『赤い指』 東野圭吾

親子の問題

最近、幼い子どもを狙った痛ましい事件が後を絶たない。
被害に遭われた家族の心痛は、到底想像できるものではない。犯罪は、いつでもどこでも誰の身にも突然降りかかってくる。家族が犯罪に巻き込まれることを考えただけでゾッとしてしまう。
では反対に、家族の誰かが加害者になる場合を想像できるだろうか。誰かの幸せを奪ってしまう者になることに。
本書は、家族の一人が犯した幼女殺害の隠蔽を図ろうとする、ある一家を描いた小説である。
ここでは、老人介護問題、ひきこもり、家庭内暴力といった問題が扱われる。これらの問題は、何も本書の家族に限った特殊事例ではない。今もどこかの「家庭」という密室の中で、そこに暮らす者たちを苦しめているのだ。人ごととは思えない怖さが、この作品にはある。
家族を守るためとはいいながら、その実、自分の保身を考えているにすぎないエゴイスティックを、作者は描きたかったのだろう。
けれど、設定は異なるとはいえ、私には『レイクサイド』の焼き直しのようにしか思えなかった。

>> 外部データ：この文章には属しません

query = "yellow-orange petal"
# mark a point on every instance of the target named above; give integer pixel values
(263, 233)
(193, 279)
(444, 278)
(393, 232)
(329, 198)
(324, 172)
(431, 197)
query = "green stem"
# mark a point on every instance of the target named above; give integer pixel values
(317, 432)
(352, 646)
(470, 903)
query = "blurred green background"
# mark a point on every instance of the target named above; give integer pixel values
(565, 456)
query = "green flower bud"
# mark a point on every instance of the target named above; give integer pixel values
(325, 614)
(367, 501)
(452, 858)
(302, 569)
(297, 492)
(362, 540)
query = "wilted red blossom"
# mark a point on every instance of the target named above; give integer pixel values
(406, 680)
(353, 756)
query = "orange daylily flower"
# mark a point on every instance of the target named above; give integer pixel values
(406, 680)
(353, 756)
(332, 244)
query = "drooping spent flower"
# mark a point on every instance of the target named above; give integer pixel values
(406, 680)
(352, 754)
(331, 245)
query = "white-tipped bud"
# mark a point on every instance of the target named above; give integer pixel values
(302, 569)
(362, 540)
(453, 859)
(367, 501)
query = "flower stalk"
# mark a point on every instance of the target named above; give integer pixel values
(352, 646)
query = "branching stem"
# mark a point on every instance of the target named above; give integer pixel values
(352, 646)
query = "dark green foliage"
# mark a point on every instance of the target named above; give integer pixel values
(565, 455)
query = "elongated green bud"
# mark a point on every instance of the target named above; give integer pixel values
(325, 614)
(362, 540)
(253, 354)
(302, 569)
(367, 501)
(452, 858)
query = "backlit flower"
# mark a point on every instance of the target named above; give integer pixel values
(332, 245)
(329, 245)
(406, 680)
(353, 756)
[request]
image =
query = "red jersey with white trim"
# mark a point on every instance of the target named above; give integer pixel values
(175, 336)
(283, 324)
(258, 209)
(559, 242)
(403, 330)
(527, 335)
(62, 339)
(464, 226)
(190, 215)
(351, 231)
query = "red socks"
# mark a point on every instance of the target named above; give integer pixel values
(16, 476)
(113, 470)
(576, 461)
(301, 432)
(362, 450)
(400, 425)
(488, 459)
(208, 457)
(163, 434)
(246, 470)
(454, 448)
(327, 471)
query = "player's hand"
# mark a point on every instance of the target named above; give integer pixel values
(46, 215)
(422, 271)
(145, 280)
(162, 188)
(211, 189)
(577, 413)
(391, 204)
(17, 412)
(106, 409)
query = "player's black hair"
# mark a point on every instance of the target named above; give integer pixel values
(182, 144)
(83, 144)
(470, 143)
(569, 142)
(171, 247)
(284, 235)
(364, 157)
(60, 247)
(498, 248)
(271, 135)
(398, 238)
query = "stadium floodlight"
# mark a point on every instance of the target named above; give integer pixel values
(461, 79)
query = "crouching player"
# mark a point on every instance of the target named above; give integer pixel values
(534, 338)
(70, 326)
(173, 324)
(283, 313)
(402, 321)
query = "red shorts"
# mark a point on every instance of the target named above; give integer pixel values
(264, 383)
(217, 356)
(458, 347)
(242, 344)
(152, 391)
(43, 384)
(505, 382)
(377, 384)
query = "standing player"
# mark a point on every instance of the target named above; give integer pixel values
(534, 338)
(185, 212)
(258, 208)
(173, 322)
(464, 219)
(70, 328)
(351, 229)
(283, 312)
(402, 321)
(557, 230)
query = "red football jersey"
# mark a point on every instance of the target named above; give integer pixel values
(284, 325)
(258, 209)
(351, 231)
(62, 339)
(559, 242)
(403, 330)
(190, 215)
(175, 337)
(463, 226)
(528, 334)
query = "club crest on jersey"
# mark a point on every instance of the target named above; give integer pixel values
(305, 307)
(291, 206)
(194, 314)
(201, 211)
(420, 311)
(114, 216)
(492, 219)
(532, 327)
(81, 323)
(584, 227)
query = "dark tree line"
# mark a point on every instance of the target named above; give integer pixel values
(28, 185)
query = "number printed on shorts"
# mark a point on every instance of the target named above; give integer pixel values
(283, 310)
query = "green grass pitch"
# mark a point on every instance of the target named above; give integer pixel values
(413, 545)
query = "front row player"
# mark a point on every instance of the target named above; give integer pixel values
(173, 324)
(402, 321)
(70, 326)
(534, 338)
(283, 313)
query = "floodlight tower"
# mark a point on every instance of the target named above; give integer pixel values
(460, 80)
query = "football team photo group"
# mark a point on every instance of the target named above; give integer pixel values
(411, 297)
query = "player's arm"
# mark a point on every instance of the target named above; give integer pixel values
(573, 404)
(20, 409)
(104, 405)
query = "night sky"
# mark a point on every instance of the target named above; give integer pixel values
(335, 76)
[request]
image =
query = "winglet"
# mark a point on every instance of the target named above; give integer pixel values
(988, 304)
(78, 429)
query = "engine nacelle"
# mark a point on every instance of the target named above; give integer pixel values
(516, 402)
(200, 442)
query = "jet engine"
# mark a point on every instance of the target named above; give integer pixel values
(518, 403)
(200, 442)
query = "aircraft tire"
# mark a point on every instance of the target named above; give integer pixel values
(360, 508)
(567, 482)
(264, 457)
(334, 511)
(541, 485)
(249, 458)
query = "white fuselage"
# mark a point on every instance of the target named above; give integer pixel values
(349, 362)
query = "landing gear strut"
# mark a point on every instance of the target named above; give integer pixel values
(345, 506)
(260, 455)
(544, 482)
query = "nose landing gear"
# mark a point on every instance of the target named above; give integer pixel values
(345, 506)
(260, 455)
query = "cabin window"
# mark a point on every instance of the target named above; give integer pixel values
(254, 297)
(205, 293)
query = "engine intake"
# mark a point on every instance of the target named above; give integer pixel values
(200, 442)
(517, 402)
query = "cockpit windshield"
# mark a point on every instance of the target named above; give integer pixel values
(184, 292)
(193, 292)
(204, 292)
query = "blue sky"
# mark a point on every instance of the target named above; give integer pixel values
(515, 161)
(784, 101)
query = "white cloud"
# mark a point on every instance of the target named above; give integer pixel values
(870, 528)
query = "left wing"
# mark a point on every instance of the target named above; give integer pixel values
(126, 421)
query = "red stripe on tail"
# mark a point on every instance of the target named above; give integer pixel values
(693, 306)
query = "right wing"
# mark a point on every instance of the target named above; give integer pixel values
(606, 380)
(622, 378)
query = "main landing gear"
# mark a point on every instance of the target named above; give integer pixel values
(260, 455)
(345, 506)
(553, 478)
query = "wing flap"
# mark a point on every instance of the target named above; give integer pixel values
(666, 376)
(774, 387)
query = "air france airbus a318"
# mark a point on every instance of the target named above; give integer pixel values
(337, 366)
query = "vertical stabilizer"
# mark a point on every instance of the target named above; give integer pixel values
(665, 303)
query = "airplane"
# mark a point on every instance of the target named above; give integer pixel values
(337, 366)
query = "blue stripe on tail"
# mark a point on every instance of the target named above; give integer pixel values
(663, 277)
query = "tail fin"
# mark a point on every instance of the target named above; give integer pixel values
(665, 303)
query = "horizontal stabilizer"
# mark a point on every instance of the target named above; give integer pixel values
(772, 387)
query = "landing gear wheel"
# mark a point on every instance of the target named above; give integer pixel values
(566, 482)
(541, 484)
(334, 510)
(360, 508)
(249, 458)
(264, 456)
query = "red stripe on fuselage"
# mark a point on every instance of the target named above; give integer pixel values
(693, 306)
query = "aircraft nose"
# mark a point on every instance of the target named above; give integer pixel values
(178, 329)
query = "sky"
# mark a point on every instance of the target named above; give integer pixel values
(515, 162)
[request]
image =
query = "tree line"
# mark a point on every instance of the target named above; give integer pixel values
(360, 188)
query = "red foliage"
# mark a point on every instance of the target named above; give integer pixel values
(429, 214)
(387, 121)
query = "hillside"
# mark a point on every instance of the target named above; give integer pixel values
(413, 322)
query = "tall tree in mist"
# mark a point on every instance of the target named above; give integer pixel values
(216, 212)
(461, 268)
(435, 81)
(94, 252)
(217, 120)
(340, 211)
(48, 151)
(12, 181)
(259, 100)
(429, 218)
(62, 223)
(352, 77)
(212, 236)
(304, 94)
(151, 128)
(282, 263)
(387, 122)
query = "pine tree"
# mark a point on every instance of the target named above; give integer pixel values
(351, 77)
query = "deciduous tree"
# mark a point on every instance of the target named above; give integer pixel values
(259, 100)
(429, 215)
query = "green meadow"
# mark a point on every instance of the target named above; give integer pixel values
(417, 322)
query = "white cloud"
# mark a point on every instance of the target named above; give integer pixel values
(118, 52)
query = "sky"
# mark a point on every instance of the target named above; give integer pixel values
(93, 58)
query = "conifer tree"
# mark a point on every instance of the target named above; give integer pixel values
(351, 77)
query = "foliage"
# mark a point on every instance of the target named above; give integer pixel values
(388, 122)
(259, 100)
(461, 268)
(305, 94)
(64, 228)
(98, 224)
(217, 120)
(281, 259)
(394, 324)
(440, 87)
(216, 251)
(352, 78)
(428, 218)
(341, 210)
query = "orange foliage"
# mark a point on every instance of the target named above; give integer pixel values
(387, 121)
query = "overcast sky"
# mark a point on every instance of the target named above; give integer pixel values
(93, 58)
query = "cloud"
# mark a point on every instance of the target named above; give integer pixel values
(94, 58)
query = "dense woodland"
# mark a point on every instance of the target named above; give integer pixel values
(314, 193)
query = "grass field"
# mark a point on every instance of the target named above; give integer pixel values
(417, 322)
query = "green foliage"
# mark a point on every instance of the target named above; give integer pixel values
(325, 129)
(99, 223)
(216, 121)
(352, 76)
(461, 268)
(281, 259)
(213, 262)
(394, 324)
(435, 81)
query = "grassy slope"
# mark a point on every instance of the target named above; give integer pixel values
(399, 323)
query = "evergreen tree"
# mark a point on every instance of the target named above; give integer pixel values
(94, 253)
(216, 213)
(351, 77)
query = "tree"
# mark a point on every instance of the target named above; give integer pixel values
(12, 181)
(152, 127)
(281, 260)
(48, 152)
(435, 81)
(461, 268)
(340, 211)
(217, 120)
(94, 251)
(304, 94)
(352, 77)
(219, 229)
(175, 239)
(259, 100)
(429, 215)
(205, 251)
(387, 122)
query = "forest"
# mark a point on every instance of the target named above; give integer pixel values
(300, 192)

タイトルの「赤い指」が事件解決の鍵となるのだが、加賀恭一郎刑事の推理が冴える訳でもなく、ミステリーとしては弱い。
また、赤い指に親の愛情を語らせようとするのにも無理がある。結局、家族の全員が、辛い現実から目を背けて逃げていただけではないのか。
伝えたいことは分かるが、この作品にしかない、というオリジナリティーは感じられない作品だ。